To combat cyberbullying, Instagram is experimenting with hiding the number of “likes” on others’ posts, and from next year YouTube would bar targeted ads in videos aimed at children.
“It is a problem because of the way viewers are: They’re used to seeing numbers,” Bushmelev said of the potential Instagram changes. “Not just viewers, but advertisers, too.”
Fans, both girls and boys, walked up to take selfies with Liza.
“She speaks well, she’s clever, she makes interesting videos,” 12-year-old Natalya Usacheva said, while Veronika Kosynkina, also 12, said that she aspires “to dress just as stylishly” as Liza.
For Moscow-based child psychologist Viktoria Karavayeva, top child bloggers, just like school sports stars, could develop “dependence on popularity — that is, likes, comments, people talking about them.”
This could lead to “dependence on outside reactions and approval, tunnel vision only on this,” she said.
While it is normal for teenagers to value their peers’ esteem, those who are “very sensitive to comparisons and outside judgement” might come to crave online likes, she added.
At a video blogging class at Moscow’s Coddy programming school, 11-year-old Artyom Shalovey has big ambitions.
“I’m constantly waiting for the moment when I get 1 million subscribers,” he said, planning to blog on computer games, pranks and BMX stunts.

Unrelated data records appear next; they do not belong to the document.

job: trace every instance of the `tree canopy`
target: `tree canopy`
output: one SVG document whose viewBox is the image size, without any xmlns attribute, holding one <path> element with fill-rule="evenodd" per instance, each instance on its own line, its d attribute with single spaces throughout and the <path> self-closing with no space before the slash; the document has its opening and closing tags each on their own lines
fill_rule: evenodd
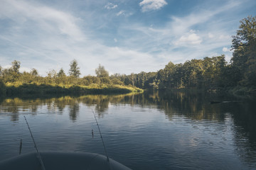
<svg viewBox="0 0 256 170">
<path fill-rule="evenodd" d="M 77 60 L 73 60 L 70 62 L 70 69 L 69 70 L 70 76 L 73 76 L 76 78 L 78 78 L 80 76 L 80 75 L 81 74 L 81 73 L 80 72 L 80 67 L 78 67 Z"/>
</svg>

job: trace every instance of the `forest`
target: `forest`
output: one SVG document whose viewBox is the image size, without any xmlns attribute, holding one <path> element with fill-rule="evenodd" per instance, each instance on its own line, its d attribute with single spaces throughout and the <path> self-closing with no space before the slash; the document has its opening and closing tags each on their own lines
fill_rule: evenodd
<svg viewBox="0 0 256 170">
<path fill-rule="evenodd" d="M 233 57 L 230 63 L 226 62 L 225 55 L 206 57 L 180 64 L 170 62 L 156 72 L 142 72 L 129 75 L 110 76 L 100 64 L 95 69 L 96 76 L 80 77 L 80 67 L 74 60 L 70 64 L 68 75 L 60 69 L 58 72 L 51 70 L 46 76 L 41 76 L 36 69 L 21 73 L 21 62 L 14 60 L 11 68 L 3 69 L 0 66 L 0 91 L 15 94 L 22 91 L 33 94 L 46 89 L 43 91 L 104 93 L 110 89 L 110 91 L 126 93 L 139 91 L 139 89 L 192 89 L 255 94 L 256 16 L 241 20 L 236 35 L 232 38 Z"/>
</svg>

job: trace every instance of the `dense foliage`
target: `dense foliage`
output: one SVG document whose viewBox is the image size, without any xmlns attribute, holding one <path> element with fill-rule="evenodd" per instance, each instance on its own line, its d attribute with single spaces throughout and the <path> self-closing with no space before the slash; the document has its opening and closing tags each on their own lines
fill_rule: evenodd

He has a way to go, with only about 130 subscribers.
“For me, it’s important both earning lots of money and having lots of subscribers,” he said.
During the two-hour class, children discussed topics, wrote scripts and filmed with their smartphones.
Their 23-year-old teacher, Amela Shabotich, is a student at Moscow’s Higher School of Economics.
She said that she enjoys seeing children’s blogs develop, with topics ranging from fashion modeling to learning English.
Karavayeva said that parents tend to be more concerned with rationing the time their children spend on gadgets than with the content, and some children see material that scares them.
Parents should follow their children’s favorite bloggers and “discuss things that bother them,” she added.